Scientific reasoning is a crucial ability in modern knowledge societies. An increasing body of developmental and educational research shows that already primary-school children possess emerging scientific-reasoning skills. The Science-P Reasoning Inventory (SPR-I) is a novel classroom-based paper-and-pencil instrument that was developed to measure children’s conceptual advances across diverse components of scientific reasoning (experimentation, data interpretation, understanding the nature of science). The SPR-I comprises 19 items, and a reduced, 7-item version is available: the SPR-I(7). Both versions measure broad scientific-reasoning skills and they can be used for whole-class testing. The administration of the SPR-I(7) requires only 30 min, allowing for its use across diverse research settings and the economic assessment of large samples of primary-school students.

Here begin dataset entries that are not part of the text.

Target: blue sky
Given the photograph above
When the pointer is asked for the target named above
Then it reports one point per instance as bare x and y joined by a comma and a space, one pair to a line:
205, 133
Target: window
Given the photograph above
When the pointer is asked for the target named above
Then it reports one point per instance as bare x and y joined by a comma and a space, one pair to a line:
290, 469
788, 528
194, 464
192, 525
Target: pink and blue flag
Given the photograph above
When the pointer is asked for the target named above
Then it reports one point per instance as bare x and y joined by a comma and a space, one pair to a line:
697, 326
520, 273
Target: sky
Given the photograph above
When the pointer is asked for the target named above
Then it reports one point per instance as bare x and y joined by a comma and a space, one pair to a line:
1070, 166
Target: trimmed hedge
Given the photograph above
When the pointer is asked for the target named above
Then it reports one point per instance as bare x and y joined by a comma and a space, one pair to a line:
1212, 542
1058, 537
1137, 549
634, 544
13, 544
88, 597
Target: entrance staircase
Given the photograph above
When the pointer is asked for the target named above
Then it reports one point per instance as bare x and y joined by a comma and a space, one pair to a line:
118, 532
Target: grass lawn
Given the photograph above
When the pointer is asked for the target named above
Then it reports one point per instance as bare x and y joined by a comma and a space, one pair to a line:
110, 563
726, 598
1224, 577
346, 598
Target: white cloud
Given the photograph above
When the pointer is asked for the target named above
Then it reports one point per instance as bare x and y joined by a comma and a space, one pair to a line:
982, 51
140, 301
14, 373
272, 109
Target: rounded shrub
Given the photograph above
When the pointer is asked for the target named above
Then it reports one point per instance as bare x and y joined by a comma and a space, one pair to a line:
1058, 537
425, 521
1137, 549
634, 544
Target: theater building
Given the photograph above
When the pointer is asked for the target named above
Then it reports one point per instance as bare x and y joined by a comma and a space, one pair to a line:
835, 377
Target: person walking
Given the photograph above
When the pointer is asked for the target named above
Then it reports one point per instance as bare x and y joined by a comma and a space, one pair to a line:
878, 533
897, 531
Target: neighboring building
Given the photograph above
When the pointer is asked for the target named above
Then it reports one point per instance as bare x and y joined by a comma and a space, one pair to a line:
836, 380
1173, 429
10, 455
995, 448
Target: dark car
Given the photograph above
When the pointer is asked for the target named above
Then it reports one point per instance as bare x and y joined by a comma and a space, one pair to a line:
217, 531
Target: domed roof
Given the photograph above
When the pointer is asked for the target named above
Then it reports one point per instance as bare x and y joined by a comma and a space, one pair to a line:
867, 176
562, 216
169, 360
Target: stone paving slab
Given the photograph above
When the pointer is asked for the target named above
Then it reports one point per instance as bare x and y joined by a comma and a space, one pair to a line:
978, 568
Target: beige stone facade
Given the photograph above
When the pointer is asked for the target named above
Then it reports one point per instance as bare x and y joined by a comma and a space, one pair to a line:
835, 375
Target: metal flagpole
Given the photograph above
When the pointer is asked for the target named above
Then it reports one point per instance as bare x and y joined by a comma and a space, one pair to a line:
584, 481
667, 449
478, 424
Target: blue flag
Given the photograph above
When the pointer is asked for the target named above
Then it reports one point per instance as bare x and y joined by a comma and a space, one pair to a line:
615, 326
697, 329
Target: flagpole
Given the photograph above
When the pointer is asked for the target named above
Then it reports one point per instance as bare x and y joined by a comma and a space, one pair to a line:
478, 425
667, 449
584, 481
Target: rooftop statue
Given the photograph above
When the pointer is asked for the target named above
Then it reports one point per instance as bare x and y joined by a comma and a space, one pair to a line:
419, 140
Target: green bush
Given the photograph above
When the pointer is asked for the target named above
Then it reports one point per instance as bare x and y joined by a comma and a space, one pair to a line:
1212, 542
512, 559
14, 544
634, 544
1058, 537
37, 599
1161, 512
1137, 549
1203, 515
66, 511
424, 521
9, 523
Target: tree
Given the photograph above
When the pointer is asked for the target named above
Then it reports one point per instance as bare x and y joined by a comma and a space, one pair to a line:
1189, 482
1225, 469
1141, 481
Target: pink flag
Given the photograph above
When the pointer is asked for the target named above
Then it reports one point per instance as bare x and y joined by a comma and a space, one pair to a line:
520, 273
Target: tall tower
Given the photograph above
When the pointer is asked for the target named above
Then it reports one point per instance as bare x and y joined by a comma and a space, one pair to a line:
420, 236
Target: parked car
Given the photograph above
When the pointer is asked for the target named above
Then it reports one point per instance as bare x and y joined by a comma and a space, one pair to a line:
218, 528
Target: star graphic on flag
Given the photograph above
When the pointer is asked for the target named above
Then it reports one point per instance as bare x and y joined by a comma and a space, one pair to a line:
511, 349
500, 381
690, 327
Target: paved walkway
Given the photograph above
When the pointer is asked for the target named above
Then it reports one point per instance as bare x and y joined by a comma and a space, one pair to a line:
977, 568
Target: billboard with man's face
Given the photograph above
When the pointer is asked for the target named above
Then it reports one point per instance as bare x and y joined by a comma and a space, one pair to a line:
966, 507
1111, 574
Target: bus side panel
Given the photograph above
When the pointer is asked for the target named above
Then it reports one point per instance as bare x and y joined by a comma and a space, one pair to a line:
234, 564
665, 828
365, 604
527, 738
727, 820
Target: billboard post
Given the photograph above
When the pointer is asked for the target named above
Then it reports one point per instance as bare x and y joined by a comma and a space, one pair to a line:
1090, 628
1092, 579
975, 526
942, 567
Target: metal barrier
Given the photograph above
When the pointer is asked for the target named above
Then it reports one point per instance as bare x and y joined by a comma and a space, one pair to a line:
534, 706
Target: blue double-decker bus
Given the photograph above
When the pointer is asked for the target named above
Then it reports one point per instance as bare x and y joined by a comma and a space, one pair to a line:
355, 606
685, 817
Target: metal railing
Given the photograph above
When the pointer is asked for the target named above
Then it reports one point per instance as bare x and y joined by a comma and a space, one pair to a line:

This article reports on the first empirical test (IRT analysis) of the theoretical, conceptual-development model that guided the construction of the SPR-I. Both the SPR-I and the SPR-I(7) are available from the Supplementary Materials.

Disclosure statement

No potential conflict of interest was reported by the author(s).

Notes

1 We use the term primary school to refer to Grades 1 to 4. The SPR-I has been developed for use in Grades 2 to 4. The present manuscript reports on findings from Grade 3; for studies involving items that are similar to the ones used in the SPR-I with children in Grades 2 and 4, see Koerber, Mayer, et al. (2015). Ongoing studies suggest that the SPR-I can reliably be used beyond elementary school (i.e. in middle school).

Additional information

Funding

The study was conducted as part of the project Science-P–‘Development of Science Competencies in Primary School’ and was funded by the German Research Foundation (DFG) within the Priority Program ‘Models of Competencies for Assessment of Individual Learning Outcomes and the Evaluation of Educational Processes’ (SPP 1293, SO 213/29-2; KO 2276/4-3). We are grateful to all research assistants for their help in the data collection and to all teachers, children, and parents for their friendly collaboration and support of this research.